Wizards or witches can be of any race, and may be the offspring of a wizard and a witch, the offspring of two muggles ('muggle-born'), or of mixed ancestry ('half-blood').

This suggests that wizarding ability is inherited in a mendelian fashion, with the wizard allele (W) being recessive to the muggle allele (M). According to this hypothesis, all wizards and witches therefore have two copies of the wizard allele (WW). Harry's friends Ron Weasley and Neville Longbottom and his arch-enemy Draco Malfoy are 'pure-blood' wizards: WW with WW ancestors for generations back. Harry's friend Hermione is a powerful muggle-born witch (WW with WM parents). Their classmate Seamus is a half-blood wizard, the son of a witch and a muggle (WW with one WW and one WM parent).

Now, getting your name anywhere in Nature is a major item on you CV, so, continuing with tongue in cheek, more scientists chimed in:

What about Neville's apparently poor wizarding skills? These cannot be explained by incomplete penetrance, as Craig and colleagues suggest. In incomplete penetrance, individuals either display the trait or not: they do not display an intermediate degree of the trait. Poor wizarding skills might be indicative of variable expressivity of an allele. However, both variable expressivity and incomplete penetrance are associated with dominant alleles. If the wizarding allele were dominant, rather than recessive as suggested, wizarding children such as Hermione could not be born to non-wizarding parents.

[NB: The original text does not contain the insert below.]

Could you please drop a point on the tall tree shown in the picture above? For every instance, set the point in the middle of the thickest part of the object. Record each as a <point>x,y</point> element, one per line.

Wev. That was fun. But there's more in the comments, another better reason to love Harry Potter - not that it has lessons of biology, but that it gets religous underoos in a knot:

Magic is only a superficial reason why the Christian Right hates Harry Potter ...
Rowling's heroes and heroines think for themselves, and do not rely for their success on narrow application to a bigoted creed. In fact, the bureaucracy against which Harry finds himself ranged in the later books (quite apart from Voldemort) is itself quite like the insensitive, power-hungry, obedience-demanding institution that is... er... well, you fill in the gaps.

"Harry Potter" preaches independence of thought and makes children aware that a dominant authority which claims to be acting for the common good is not necessarily right - it thus questions the power base of the Religious Right, both in the secular and the ecclesiastical sense. No wonder it is despised.